Bu Blogda Ara

18 Temmuz 2022 Pazartesi

Ucubenin Genç Şair Olarak Portresi

Kendilerini yeni kuşak olarak lanse etmeseler de son on yılda gelişen gençlerde kendi çağlarının kaygı ve kurallarını edebiyatın sert ve teamüle dayalı yasalarına dayatma çabaları var. Edebiyat ortamı, ötesi ve sonu olmayan, bildikçe kendini ifşa eden, dili, kendine ait tarihi, arşivi olan bir şeydir. Edebiyat kamusunun nüfusu okudukça artar. Sabit değildir. Ve zaman geçtikçe yeni kişiler eklenecektir. Lovebombing, bodyshaming, ifşa, teşhir, tutuklama, sürgün, cancel gibi ergence ve gülünç suçlamalar ve cezalar bu ortamda bir şey ifade etmez. Etmedi de. Atatürk Refik Halid'i ülkeye geri çağırdı yani. Nazım Hikmet’e iade-i itibar yapıldı. Devlet, millet, anane, ergenler ve başka şeyler bu akışı değiştiremez. Edebiyat dünyasına mesela feminizmin kaideleri ile gelip bir suçlama yapılması, yapanın görgüsü hakkında fikir vermekten başka bir şeye yaramaz. Bir gericinin gelip “kuran dışına kitap yazmak şirktir” demesi gibi komik argümanlar edebiyatın ancak malzemesi olabilir. Bunu bi kere iyi bellememiz gerekiyor. Hele de gençlerin gözleri dört açması şart.     

10 yıl önce genç hayranlarımdan bahisle “takma peşine bunları bak zarar verirler sana” dediğinde Yavuz Türk’ü anlamamış fakat tavsiyesini hayata geçirebilmiştim. Şarlatanların sadece içkici, çaycı, sakallı, yaşlı şairler arasından çıkmadığını, gençlerin daha yamyam olduğunu, abilik yapmanın alçakça bir şey olduğunu, usta çırak ilişkisinin böyle bir şey olmadığını sakin sakin anlatmış, maduniyetsiz, serbest, eşit ilişkilerin kalitesinden bahsetmişti. Epey de bir hakaret etmişti açıkçası.

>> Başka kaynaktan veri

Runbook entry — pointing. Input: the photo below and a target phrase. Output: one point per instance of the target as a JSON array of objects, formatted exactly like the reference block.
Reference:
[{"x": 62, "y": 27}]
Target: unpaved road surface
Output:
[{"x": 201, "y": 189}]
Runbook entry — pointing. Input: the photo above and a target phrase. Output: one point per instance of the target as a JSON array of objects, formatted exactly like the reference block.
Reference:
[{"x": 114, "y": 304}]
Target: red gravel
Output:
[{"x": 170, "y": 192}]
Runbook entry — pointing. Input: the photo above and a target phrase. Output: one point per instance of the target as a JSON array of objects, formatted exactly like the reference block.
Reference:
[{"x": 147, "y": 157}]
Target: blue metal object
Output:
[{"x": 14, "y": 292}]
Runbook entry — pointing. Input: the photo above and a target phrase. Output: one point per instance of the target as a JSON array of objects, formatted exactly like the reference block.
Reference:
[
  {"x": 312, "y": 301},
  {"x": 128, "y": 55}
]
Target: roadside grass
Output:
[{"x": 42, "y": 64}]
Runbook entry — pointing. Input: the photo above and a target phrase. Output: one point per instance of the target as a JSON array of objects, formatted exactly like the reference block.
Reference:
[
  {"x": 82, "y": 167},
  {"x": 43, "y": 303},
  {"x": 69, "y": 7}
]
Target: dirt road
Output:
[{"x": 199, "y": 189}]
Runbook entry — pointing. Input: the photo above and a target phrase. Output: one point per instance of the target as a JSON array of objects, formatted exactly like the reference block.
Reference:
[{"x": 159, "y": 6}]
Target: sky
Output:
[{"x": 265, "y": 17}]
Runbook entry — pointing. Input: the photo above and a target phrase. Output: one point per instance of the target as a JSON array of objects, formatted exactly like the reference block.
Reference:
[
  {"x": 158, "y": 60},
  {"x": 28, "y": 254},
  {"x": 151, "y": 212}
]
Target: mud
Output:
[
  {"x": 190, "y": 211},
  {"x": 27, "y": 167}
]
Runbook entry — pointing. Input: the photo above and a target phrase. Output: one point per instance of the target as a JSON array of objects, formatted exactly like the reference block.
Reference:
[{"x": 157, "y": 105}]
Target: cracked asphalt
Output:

O zamanlar insan ruhu üzerine derin okumalar yapmadığım için henüz bilmiyordum bu tuhaf kişiliklerin aslında bir persona değil de nevrotik olduklarını. Ağır hasta, bakıma muhtaç, ailelerin ortaya attığı talihsizlerdi kendilerine genç şair dediğimiz tipler. Protest intiharlar, sevda skandalları, borç istemeler, uyuşturucu müptelalığı, vesaire vesarie ne kadar ergenlik varsa gençlerdeydi. Safi rüzgâr ve safi masraf. Ben 28 yaşındayken kim olduklarını şimdi unuttuğum mezkur tiplerin yaşları 18 ile 25 arasında değişiyordu. Dergi çıkardığımız için tanınıyorduk. Sinerjimizden faydalanmak istiyorlardı sanırım. Ben belli bir seviyeden sonra yüzümü agoraya döndüğüm için ünlü sayılıyordum. Sosyal medyayı etkin kullanıyordum. Blog tutuyordum dergi çıkarmanın yanı sıra. Gece hayatına meraklıydım. Bu veçheden de bir cazibem vardı.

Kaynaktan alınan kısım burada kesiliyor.